Three bottles. All broken and smashed on the bar floor, all with their corks still jammed tight in their cracked-off necks. And all absolutely stinking . They were dry inside, so it wasn’t merely that the wine had gone bad after all these years; and in any event, the stench seemed to come more from the crusted gunk on the bottles’ outside.
Plumbing. The second invader had gone to the basement to look at the plumbing. So did Guffey, reeling a bit from the aftereffects of the blow on the head, and when he found the dismantled trap he knew . By God, it was Tim Jepson after all! Come back for his fourteen thousand dollars, just as Mitch Lynch had said he would. Fourteen thousand dollars hidden all these years in those wine bottles in this dreadful muck river; wasn’t that just like Jepson?
In my hands, Guffey thought inaccurately, and I let him get away. But perhaps all hope was not yet lost. There was still one slender thread in Guffey’s hand: the license plate of that little white automobile. Could he follow that thread? He could but try.
Before noon on that same day, Cronley became at last what it had for so long appeared to be: deserted. Guffey, freshly shaved, garbed in the best of the professors’ stolen clothing, dismantled rifle and more clothing stowed in the knapsack on his back, marched out of Cronley and across the rock-strewn desert toward his long-deferred destiny.
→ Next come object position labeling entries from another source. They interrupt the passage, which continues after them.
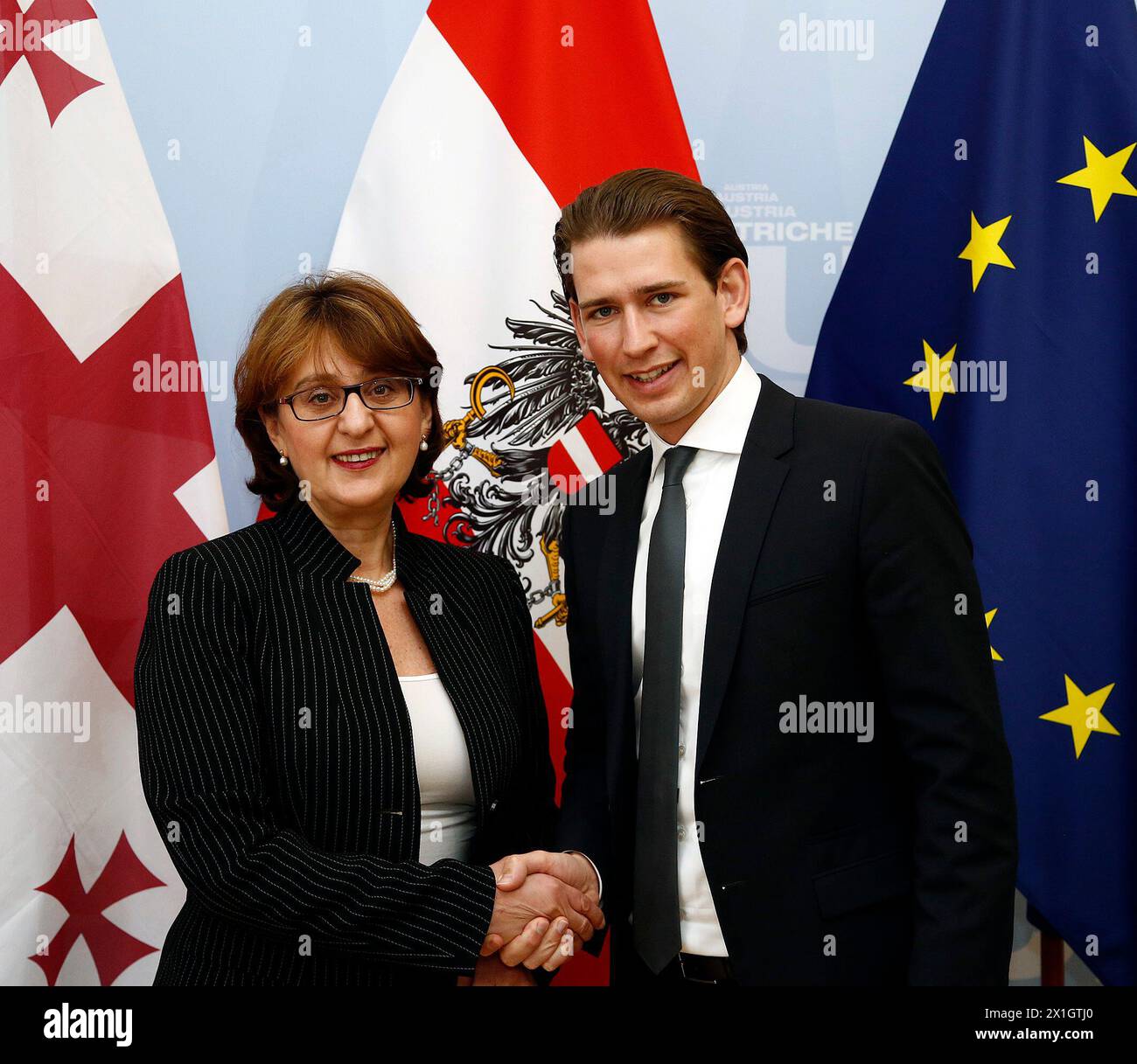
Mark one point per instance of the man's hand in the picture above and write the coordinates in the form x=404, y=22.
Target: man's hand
x=542, y=942
x=492, y=972
x=538, y=897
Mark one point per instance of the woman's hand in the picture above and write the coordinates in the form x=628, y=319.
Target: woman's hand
x=492, y=972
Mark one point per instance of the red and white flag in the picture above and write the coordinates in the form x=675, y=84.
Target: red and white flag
x=108, y=469
x=499, y=116
x=581, y=455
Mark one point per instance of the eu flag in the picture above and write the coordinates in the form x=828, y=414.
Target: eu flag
x=992, y=297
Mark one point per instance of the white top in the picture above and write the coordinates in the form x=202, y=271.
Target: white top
x=446, y=788
x=709, y=479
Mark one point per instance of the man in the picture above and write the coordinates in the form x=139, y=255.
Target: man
x=787, y=761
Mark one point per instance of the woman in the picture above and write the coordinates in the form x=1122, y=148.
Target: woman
x=340, y=723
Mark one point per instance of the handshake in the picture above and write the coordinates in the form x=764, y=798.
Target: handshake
x=547, y=904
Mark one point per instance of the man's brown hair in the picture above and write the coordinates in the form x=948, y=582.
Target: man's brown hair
x=632, y=200
x=367, y=323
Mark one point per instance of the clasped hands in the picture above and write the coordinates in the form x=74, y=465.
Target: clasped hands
x=546, y=905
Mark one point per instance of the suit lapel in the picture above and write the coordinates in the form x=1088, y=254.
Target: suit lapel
x=757, y=485
x=617, y=578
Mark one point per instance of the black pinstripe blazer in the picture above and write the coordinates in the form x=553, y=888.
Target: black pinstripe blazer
x=277, y=761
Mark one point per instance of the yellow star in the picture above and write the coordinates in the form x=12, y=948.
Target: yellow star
x=984, y=250
x=1084, y=714
x=936, y=377
x=988, y=617
x=1102, y=175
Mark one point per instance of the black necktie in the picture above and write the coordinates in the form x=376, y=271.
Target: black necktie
x=655, y=898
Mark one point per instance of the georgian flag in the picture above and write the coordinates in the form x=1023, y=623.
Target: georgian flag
x=102, y=479
x=499, y=116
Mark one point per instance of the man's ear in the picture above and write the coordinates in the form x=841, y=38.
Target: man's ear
x=578, y=324
x=734, y=292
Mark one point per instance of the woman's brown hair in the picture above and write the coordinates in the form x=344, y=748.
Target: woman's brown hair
x=635, y=199
x=366, y=321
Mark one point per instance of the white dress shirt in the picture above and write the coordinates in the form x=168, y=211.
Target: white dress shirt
x=719, y=435
x=448, y=817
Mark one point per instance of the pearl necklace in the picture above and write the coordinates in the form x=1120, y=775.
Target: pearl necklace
x=385, y=583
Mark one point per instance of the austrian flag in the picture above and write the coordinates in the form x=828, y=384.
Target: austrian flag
x=581, y=455
x=499, y=115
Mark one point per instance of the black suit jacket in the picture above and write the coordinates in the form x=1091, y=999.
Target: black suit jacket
x=276, y=756
x=844, y=574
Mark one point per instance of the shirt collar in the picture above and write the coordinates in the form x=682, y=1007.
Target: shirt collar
x=723, y=425
x=314, y=549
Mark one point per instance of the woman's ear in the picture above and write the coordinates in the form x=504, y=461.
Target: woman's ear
x=272, y=427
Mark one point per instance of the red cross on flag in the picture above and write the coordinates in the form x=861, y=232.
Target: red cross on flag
x=105, y=474
x=499, y=115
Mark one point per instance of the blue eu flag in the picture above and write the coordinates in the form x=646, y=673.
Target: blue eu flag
x=992, y=297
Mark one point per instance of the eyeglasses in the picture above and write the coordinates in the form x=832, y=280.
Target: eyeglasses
x=328, y=400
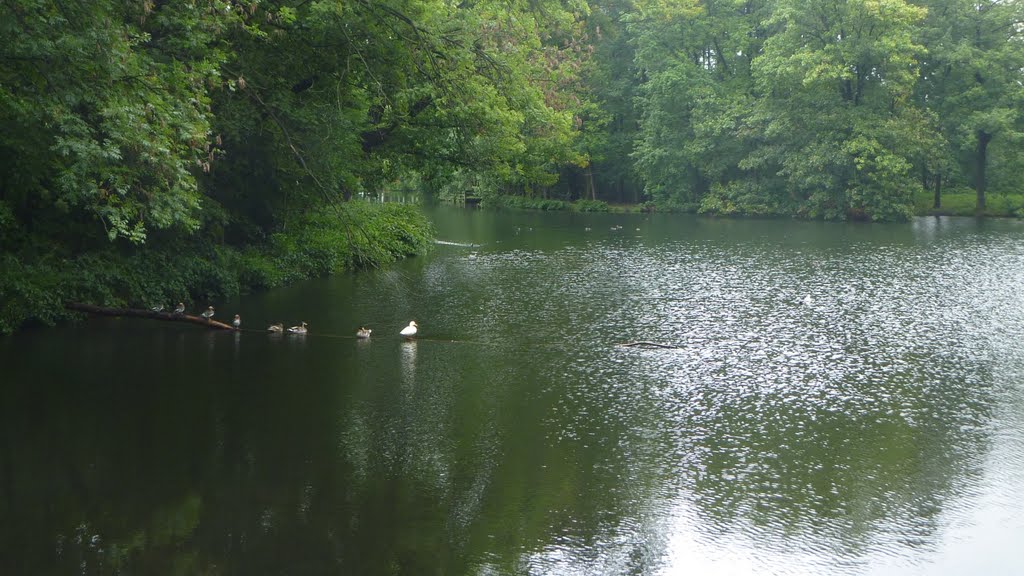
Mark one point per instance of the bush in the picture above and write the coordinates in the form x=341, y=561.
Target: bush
x=353, y=236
By early evening, he’d walked and hitchhiked as far as a town with a state police barracks, where he reported the hit-and-run driver, offering a description of the car and its license number, plus the welt on the back of his head for evidence. They took the license number and description and ran them through their computer, and they took the welt on the back of his head and ran him through the hospital, giving him the softest night’s sleep and the best food of his entire life, and almost making him give up the quest right there. All a fella had to do, after all, to live in the lap of luxury like this, was step out in front of a bus seven or eight times a year.
But duty called, particularly when the cops came around the hospital next morning to say they knew who’d hit him but there wasn’t much to be done about it. (He’d been counting on this official indifference.) The car, it seemed, was a rental, picked up at the Oklahoma City airport the same day it hit Guffey and turned back in the next day. The miscreants—“New Yorkers: you might know”—were long gone. There wasn’t the slightest mark on the car, nor were there any witnesses, nor had the hospital found anything at all seriously wrong with Guffey (amazingly enough), so there simply wasn’t enough of a case to warrant an interstate inquiry.
Guffey, humble as ever, accepted everything he was told, and asked only one thing in return: Might he have, please, the name and address of the person who had rented the car?
One of the cops grinned at that request and said, “You wouldn’t think of taking the law in your own hands, would you?”